К себе в покои пан не пустил, но был приветлив и разрешил пройти Блинам в переднюю. Отвесив Старжевскому почти земные поклоны, Блин и Блиниха осторожно, словно чего–то опасаясь (что, по их мнению, было искренним выражением почтения и уважения к хозяину), присели на краешки указанных им стульев. Василь Блин, зная о крутом нраве Старжевского, приготовился к тому, что разговор будет непростым, но пан сразу же назвал вполне приемлемую цену за вольную для всего семейства Блинов и за всю их землю с имуществом. "Вполне по–божески, только бы не обманул!" - обрадовался Василь, потому что у него уже была запрашиваемая Старжевским сумма, но для вида вскочил со стула, вновь отвесил земной поклон:
- Премного благодарен. Грошей у меня пока таких нет.

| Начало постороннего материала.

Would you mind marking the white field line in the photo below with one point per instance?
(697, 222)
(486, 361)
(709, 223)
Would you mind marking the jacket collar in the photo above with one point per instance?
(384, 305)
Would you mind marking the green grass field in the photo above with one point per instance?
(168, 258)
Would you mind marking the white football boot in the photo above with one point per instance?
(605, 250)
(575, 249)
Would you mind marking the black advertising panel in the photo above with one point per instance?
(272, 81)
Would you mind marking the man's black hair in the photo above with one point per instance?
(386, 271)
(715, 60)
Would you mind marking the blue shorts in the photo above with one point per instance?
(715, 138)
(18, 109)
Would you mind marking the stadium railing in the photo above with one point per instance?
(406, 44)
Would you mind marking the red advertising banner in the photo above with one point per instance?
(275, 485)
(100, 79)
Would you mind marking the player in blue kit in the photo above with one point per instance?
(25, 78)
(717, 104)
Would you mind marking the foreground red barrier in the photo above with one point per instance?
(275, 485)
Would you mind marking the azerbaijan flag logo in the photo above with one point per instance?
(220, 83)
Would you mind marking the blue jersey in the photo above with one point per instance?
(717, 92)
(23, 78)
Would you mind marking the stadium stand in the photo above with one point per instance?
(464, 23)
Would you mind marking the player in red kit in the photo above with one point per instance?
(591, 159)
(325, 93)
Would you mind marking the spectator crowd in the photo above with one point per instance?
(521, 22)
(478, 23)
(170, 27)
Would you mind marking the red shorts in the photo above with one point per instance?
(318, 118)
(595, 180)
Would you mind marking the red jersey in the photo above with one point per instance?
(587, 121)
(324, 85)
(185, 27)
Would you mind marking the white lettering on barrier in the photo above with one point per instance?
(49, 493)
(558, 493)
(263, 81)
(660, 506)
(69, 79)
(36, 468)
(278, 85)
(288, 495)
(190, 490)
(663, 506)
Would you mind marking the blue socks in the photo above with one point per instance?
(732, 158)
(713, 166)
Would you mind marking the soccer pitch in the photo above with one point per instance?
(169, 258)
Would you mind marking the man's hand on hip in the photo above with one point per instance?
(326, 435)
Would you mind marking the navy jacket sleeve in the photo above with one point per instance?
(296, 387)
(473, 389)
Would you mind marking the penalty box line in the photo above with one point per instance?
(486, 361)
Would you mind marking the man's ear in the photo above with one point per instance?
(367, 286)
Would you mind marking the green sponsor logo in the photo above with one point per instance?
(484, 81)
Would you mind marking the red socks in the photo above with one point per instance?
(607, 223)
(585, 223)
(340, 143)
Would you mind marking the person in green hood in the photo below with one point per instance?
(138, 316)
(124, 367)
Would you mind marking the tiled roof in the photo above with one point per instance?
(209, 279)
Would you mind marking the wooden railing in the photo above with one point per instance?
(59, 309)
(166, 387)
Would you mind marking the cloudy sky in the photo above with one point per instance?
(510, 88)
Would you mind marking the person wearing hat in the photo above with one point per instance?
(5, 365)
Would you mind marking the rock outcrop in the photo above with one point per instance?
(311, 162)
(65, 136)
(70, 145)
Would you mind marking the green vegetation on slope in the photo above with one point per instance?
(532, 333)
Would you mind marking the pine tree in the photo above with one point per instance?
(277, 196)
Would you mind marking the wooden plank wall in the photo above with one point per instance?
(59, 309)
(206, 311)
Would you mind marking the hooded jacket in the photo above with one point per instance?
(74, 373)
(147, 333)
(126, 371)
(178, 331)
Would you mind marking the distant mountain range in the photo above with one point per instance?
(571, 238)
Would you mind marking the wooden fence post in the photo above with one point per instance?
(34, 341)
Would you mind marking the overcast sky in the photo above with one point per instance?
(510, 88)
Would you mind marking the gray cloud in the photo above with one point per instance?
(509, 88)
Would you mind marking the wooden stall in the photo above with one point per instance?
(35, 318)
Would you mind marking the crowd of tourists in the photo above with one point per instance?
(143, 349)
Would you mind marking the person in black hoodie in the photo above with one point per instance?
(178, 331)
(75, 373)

Старжевский тут же нахмурился.
- …но я через пару недель достану, - поспешно заверил Василь.
- Где же ты их найдешь–то? - насмешливо и одновременно подозрительно спросил Старжевский. - С Микуличем мы давно разговор вели - деньги у него были. А ты хоть и не самая голытьба, да чтобы у тебя такие деньги были, я раньше не слыхал. Что скажешь?
Старжевский внимательно смотрел на своего холопа и, казалось, хотел проникнуть в его мысли.
Времена менялись. Шляхта беднела, разоряла своих крепостных и в результате беднела ещё больше и разорялась сама. В былые времена можно было бы просто отобрать всё у этого Блина, договориться с полицией, объявить его вором, да ещё и дать батогов. Да только теперь такие как Блин были на вес золота в буквальном смысле слова. За выкуп на волю пан мог взять втрое больше, чем за простую продажу холопов. Шляхта беднела и платить такие деньги уже не хотела - соседи и сами готовы были уступить своих холопов вдвое дешевле Старжевскому, чем он хотел выручить от продажи. А если отобрать деньги у Блина, тогда точно никто не станет выкупаться. Да ещё и не все найдешь - спрятал, небось, хитрый холоп. Так что лучше было дать вольную. Так Старжевский и решил поступить. Но вот вопрос о неожиданном богатстве Блинов занимал его очень сильно. Выходило так, что Блин - тайно от всех и непонятно каким образом - скопил большие деньги.